This is part of a regular series of posts that track a few notable things I find on Twitter that reflect signals and/or futures thinking I think will be relevant to social workers and/or folks in higher education. You can view previous posts in this series here.
To say it has been an unusual couple of months would be the understatement (literally) of the century. Numerous voices have described our times as the reckoning with the “dual pandemics” – covid 19 and racialized violence at the hands of the police.
This entry begins with an overview of the current crisis of racialized police violence – through a futures lens. (Previous posts have provided extensive information specifically related to a futures and/or social work perspective on covid-19.)
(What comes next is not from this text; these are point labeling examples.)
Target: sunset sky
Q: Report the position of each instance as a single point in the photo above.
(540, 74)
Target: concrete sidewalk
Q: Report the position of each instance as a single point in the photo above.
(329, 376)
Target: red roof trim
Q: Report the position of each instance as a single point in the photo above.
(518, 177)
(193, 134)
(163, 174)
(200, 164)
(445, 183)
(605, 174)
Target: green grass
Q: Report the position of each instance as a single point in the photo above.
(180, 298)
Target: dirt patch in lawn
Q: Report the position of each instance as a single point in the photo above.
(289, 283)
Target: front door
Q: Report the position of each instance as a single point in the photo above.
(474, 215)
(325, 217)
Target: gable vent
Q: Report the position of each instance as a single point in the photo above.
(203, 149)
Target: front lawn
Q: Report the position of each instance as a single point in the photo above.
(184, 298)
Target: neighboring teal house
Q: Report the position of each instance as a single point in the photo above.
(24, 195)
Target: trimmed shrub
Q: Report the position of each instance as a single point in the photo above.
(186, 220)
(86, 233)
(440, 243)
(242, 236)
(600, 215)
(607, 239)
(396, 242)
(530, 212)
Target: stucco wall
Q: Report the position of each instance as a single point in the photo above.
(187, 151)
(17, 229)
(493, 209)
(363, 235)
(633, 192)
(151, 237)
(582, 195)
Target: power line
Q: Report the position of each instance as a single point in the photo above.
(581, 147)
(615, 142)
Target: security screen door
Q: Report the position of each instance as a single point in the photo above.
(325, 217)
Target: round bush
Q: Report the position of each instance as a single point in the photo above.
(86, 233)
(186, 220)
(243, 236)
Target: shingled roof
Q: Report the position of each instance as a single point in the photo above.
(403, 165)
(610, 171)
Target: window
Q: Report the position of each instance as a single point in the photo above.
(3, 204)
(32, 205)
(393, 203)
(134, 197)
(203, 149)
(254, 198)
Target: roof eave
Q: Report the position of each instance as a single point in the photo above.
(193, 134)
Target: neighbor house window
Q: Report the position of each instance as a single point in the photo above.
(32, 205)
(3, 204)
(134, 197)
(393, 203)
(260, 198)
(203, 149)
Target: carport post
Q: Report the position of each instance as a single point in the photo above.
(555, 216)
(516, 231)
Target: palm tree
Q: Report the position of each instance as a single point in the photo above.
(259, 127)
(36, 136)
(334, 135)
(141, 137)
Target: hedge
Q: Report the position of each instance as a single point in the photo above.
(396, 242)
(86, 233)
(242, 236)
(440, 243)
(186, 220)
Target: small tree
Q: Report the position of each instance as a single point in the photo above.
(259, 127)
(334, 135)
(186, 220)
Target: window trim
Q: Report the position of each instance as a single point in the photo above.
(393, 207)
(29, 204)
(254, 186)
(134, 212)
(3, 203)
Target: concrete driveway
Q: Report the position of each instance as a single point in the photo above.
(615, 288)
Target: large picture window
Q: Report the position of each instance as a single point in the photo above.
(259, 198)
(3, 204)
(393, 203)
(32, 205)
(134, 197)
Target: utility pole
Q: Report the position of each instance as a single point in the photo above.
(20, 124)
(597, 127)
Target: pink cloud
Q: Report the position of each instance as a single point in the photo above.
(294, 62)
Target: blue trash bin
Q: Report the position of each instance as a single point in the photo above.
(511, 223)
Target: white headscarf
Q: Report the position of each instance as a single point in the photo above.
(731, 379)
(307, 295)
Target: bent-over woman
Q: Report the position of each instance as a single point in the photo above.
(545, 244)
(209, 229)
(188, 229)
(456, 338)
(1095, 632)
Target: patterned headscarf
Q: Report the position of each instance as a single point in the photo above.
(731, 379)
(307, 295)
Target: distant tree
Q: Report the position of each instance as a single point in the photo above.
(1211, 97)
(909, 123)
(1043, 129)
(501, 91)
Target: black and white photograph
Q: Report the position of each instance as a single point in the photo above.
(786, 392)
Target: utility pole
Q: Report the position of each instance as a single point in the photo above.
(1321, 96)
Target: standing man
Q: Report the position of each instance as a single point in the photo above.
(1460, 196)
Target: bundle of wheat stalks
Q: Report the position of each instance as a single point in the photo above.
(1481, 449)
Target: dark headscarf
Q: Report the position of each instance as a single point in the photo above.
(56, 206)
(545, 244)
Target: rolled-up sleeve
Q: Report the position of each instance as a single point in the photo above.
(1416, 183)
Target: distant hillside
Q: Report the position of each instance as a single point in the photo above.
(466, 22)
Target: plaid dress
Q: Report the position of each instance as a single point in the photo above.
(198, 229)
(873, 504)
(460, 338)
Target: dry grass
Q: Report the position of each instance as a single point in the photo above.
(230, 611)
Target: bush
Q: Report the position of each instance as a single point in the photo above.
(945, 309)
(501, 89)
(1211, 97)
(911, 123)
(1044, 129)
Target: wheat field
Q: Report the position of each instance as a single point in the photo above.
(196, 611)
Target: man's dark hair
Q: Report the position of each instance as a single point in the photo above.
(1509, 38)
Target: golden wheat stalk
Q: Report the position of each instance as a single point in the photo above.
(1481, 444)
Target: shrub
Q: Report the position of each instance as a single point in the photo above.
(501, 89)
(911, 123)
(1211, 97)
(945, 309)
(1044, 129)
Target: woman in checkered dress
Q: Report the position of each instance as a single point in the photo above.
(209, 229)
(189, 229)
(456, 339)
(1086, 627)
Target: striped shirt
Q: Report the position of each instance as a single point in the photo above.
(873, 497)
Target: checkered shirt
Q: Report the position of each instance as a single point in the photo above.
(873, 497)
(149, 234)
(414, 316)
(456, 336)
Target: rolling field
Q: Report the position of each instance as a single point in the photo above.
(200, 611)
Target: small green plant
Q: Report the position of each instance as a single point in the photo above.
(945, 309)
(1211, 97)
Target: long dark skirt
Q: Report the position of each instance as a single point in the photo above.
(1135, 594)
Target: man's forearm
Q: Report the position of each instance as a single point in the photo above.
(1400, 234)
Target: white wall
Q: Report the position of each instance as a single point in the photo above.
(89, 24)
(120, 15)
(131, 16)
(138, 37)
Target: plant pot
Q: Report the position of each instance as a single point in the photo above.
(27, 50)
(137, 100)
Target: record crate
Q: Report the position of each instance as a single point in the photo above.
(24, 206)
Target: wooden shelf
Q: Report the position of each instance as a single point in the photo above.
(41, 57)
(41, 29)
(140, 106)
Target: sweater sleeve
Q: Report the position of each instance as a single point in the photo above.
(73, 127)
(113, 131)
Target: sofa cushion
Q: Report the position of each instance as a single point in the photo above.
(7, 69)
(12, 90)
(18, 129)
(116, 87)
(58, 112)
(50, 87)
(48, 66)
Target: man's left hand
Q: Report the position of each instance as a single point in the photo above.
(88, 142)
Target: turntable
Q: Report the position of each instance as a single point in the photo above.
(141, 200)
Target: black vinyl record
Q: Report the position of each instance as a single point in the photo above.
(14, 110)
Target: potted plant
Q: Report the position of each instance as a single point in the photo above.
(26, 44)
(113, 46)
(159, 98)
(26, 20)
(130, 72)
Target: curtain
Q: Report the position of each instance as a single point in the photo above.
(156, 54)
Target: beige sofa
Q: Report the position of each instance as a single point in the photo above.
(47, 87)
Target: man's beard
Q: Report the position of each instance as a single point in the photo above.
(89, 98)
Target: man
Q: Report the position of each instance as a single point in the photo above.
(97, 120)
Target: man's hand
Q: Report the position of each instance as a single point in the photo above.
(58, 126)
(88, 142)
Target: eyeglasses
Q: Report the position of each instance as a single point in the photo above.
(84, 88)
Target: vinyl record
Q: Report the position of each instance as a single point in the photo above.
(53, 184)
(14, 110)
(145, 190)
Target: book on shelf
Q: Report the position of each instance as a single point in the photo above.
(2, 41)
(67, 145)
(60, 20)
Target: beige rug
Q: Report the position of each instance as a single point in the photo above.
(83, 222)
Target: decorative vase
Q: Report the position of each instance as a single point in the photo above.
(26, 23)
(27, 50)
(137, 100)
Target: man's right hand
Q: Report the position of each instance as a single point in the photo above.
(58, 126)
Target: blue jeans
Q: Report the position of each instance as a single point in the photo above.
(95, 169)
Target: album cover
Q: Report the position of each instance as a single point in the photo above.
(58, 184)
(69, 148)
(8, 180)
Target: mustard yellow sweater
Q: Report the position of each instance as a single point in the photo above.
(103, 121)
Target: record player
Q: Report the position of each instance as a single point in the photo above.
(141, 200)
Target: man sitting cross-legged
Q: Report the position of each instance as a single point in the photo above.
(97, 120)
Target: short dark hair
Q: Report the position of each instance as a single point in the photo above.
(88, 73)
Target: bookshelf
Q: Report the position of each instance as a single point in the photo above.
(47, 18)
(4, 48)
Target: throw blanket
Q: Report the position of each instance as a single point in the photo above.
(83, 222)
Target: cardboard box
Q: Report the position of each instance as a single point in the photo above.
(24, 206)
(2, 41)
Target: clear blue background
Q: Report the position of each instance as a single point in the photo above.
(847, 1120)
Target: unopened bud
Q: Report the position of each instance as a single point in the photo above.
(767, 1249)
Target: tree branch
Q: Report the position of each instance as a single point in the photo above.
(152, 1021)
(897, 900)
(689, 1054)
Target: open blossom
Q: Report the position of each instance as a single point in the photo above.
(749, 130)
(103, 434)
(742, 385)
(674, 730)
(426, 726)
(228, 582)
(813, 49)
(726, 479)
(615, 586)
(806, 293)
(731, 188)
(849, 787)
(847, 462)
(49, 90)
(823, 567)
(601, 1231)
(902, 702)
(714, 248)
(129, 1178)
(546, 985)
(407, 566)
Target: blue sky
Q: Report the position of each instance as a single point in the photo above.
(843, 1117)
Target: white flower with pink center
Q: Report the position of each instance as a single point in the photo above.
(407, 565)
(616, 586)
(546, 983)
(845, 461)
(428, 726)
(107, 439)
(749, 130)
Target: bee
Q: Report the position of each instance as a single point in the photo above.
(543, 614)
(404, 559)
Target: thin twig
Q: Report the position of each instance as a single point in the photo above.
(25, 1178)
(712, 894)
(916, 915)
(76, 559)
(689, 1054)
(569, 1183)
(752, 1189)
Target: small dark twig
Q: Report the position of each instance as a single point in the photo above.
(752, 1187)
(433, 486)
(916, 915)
A Futures Lens on Racialized Police Violence
The recent deaths of George Floyd, Breonna Taylor and so many others provided only the latest example of racialized lethal police violence. It has provoked a summer of consistent, widespread and powerful demonstration and vocal calls for everything from reform to defunding and complete re-imagining of the role of police in modern society. It is being described as the potentially the largest social movement in US history, and has global reach beyond.
Social work has deepened its only level of dialogue, debate and exploration of this topic – particularly after the U.S. President suggested that social work should be more involved in police work. The National Association of Social Work and other social work scholars and leaders were quick to respond. Many have expressed strong opinions that social work doesn’t belong in police partnerships, despite the many years that such contributions have been made. Numerous important convenings have continued to deepen and increase focus on related critiques, professional soul searching and important reckoning with the question of whether and how social work should participate in the future of policing. Other voices suggest that there are a wide range of other approaches including mutual aid and peer supports that can better address the crisis of lack of support in vulnerable communties – better than police OR social work. The creative ways that people are coming together to respond to covid-19 is something to watch carefully, learn from and grow capacity around. It has been an inspiring dimension of a deeply rattling time.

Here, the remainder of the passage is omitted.